老大话音刚落,牛娟的哭声就从门房里传出来。
可真会抓时机。
赵从雪好笑的看着老大,“还没惹我?那我刚才说的那一堆你当放屁了?好吃懒做还有理了,从今日起,你们俩若是不勤快点,别说是分家了,你们拿走的东西都给我还回来。”
说完,不等老大说话,赵从雪转身大门“砰”地从里面关上。
之后,她迅速跑回自己屋子,将值钱的东西全都塞到箱子里,上了锁。
她一边收拾屋子一边整理思绪。
这个时候她丈夫任中易,还活着。
前两年从煤矿回来,身体不太好,便没打算外出赚钱。
大女儿翠婷嫁人两年了,老大刚结婚三个月,老二去当兵了,老三在家里放羊,老四跟二女儿芳芳是龙凤胎,一个在读书,一个跟她爹去了地里。
因为丈夫沉默寡言不管事儿,家里的事儿都是她说了算。
一切被她忽略的记忆忽然清晰起来,丈夫把那几年下矿赚的钱都给了她,大多给了老大,然后挥霍一空。
现在想来,她真傻。
人家聪明的老人到死钱都攥在自己手里,老得走不动了不爱洗衣服,就是因为一辈子的积蓄都缝在衣服口袋里,不想让儿女们碰。
而她,早早的将宝押在没良心的老大身上。
偏染的花儿不上色,反而她没怎么重视的老三,却任劳任怨的陪着他们二老。
她早该看清的,当时娃他爸下矿,家里她一个人顾不过来时,其他人都不愿意放弃读书,就老三说他不爱读书,早早的扛起了担子。

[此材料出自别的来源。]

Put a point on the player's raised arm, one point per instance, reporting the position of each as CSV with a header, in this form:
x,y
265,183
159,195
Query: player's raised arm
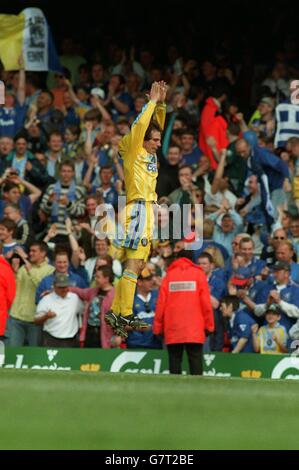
x,y
141,123
160,111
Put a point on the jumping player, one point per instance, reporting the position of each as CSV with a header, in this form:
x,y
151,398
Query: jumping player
x,y
138,151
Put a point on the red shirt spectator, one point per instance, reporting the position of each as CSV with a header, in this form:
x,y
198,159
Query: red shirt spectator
x,y
7,292
184,312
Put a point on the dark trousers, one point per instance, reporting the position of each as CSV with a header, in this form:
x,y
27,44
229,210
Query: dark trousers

明明当时他书读得最好,却因为照看芳芳,比旁人晚读了两年。
养儿防老不如积谷防饥。
来到厨房,她看到案板上放着两盆发好的面。
一盆粗白面,一盆荞面。
白面要在锅里烙,荞面要蒸,她便同时两个锅来做,虽然忙得几乎停不下来,但她很享受这种行动自如的感觉。
想到老三跟他爸辛苦,她又做了猪油脆饼,然后烧了水,把浆水投了一下。
天越来越热,酸菜更好下咽。
太阳越爬越高,羊热得不爱吃草,老三赶着羊回了家。
一进院门,他便来厨房提水桶去院外的水窖吊水。
“妈,大哥不是要去乡里么,怎么没去?”老三喝了口茴香杆儿泡的水低声道,“门关的紧紧的,他们吵架了?”
赵从雪将猪油脆饼递给他一块,“懒得很,被我骂了一顿,发脾气了。”
“你歇会儿去,我让他去吊水。分家前,给牲口饮水的事,都交给他。他以后是要分地种地的,不是给我当先人的。”
老三很是惊讶,咬着脆饼盯着她随口道,“太阳打西边出来了,我一直以为他是咱家的先人。”
赵从雪气笑了,拿出棍子要抽他,老三笑着往外跑,脑袋不小心碰到门框上。
这老厨房的门留得够小,就连赵从雪刚才也碰了好几下。
赵从雪顺势走过去摸了摸他的脑袋,“小心点,我又不吃你。”
老三疼得眼泪流出来了,不由推开她的手,“啧,你别用心疼老大的架势对我,怪渗人的,我去吊水了。”
看着老三的背影,赵从雪心酸不已。
上辈子的她够讨人厌的。
她理所当然的偏爱,不被偏爱的人心里最清楚。
午饭,赵从雪做了自己最爱吃的酸荞面节节,站在锅边香得她流口水。
还是年轻的身子好,口鼻都好使,吃嘛嘛香。
丈夫跟芳芳回来了,芳芳来到厨房端饭。
“妈,大哥大嫂咋了,怎么看到我脸臭的很?”她数好筷子端起两碗面往外走,“不过你早该修理他俩了,好吃懒做还拿自己当大爷。”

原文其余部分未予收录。